You would set up three equations:

6 = 12 * A + 1 * B + C

7 = 22 * A + 2 * B + C

3 = 42 * A + 4 * B + C

Three equations, three unknowns. You should be able to solve this with a combination of most system-of-equation-solving rules.

In our case, we find:

A = -1
B = 4
C = 3

So our equation is y = -x2 + 4 x + 3

Note that, if your original three points formed a line, your $A$ would $= 0$


However, if your equation is NOT a polynomial, then you are left with little more than guess and check, plugging in various coefficients and trials (exponential? trigonometric?)

The beauty of the polynomial approach is that a polynomial of high enough degree will always fit any list of points. (provided that the points form a function)

Solution 2:

Given a list of terms of a sequence as you describe, one technique that may be of use (supplementary to Justin's answer) is finite differences. Calculate the differences between successive terms. If these first differences are constant, then a linear equation fits the terms you have. If not, compute the differences of the differences. If these second differences are constant, then a quadratic equation fits the terms you have. If not, you can continue to compute differences until you reach a constant difference (in the nth differences means an nth degree polynomial), differences that are a constant multiple of the previous differences (exponential of some sort), or you run out of terms. In any case, what you find is limited to matching the terms you know, as without some kind of general rule for the sequence, the first unknown term could be anything and completely alter the pattern (and with n known terms, a polynomial of degree n-1 will always perfectly fit).

Solution 3:

In the general case of trying to predict some infinite sequence of integers, there is no formula.

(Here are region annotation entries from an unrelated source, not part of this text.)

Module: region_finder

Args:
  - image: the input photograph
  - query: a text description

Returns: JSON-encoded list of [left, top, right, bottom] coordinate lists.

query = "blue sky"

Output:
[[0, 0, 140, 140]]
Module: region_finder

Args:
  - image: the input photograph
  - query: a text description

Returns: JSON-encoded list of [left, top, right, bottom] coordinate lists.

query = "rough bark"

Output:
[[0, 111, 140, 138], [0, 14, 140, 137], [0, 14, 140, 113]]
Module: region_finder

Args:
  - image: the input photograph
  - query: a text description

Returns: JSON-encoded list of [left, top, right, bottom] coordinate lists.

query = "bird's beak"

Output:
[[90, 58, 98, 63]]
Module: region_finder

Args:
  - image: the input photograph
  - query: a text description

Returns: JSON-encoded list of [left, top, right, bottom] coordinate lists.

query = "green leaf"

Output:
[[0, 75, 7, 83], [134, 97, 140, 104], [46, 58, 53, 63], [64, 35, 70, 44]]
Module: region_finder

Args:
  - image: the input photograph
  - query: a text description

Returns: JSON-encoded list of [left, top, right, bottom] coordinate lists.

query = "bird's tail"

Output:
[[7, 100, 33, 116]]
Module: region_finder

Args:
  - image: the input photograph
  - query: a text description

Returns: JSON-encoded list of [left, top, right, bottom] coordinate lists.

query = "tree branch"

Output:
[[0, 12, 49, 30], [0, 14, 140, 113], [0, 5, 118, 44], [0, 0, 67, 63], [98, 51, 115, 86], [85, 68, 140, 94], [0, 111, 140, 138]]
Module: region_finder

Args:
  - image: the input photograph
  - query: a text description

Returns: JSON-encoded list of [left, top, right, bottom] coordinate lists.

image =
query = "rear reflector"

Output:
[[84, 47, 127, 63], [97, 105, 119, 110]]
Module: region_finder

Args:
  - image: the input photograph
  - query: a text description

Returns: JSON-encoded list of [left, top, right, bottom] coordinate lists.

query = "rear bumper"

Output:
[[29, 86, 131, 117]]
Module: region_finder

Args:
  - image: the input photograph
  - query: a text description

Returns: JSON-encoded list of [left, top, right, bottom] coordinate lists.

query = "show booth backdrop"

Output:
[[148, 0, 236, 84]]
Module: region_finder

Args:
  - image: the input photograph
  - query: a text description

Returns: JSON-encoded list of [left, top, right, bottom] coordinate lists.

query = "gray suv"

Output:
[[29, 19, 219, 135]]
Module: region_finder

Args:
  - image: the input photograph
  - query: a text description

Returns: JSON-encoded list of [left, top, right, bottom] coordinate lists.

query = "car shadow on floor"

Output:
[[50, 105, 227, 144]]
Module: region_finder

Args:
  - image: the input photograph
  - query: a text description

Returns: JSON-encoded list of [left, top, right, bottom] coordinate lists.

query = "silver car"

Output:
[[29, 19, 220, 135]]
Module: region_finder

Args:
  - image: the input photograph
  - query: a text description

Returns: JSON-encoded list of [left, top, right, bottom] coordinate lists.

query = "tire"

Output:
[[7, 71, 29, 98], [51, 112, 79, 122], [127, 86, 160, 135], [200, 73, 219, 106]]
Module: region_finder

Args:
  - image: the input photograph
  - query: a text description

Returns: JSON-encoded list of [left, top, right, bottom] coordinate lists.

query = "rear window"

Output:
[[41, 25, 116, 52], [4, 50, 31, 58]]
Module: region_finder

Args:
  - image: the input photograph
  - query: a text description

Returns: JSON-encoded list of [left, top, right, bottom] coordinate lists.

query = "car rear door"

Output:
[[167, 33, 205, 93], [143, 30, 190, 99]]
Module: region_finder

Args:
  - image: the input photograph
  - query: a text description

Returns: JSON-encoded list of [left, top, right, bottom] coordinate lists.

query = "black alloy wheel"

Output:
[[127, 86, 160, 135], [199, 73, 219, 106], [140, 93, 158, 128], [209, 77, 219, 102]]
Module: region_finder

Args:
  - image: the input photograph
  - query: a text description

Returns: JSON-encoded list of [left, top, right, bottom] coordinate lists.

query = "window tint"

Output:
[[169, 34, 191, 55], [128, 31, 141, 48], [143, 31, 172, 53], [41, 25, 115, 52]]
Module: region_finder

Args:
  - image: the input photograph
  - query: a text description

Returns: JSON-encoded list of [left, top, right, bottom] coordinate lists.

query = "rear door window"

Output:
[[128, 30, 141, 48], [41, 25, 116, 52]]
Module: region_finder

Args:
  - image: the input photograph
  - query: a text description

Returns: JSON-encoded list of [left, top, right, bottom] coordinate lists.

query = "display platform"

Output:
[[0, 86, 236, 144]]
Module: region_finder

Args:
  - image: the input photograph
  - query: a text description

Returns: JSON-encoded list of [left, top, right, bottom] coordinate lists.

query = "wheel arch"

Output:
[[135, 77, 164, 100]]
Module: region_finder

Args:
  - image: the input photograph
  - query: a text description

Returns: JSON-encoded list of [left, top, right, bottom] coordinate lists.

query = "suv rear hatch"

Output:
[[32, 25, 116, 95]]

This is because there is no reason to expect a pattern to continue, since all sequences are possible.

However, you can say a certain number is more likely given a set of functions. For instance if you considered all Turing machines, you could say that given n elements of a sequence look at all the Turing machines that predict the current sequence, and then find the most predicted next number. There still isn't a efficient way to compute what the most likely next number is.

Ray Solomonoff called this "Universal Probabilistic Induction"

This is explained in more depth here: http://en.wikipedia.org/wiki/Inductive_inference

Solution 4:

Of course there are infinite equation (even if you require them to be infinitely differentiable...) that satisfy the given constraints. As Isaac and Justin already wrote, you may always find a polynomial of degree at most n-1 (where n is the number of points given) which satisfies the given data; but you cannot be sure that this is the right answer. Moreover, if data is not exact but approximate the resulting polynomial may be quite different from the correct function, since it would likely hade huge peaks and falls. In such cases, an approximate method like least squares could be more useful.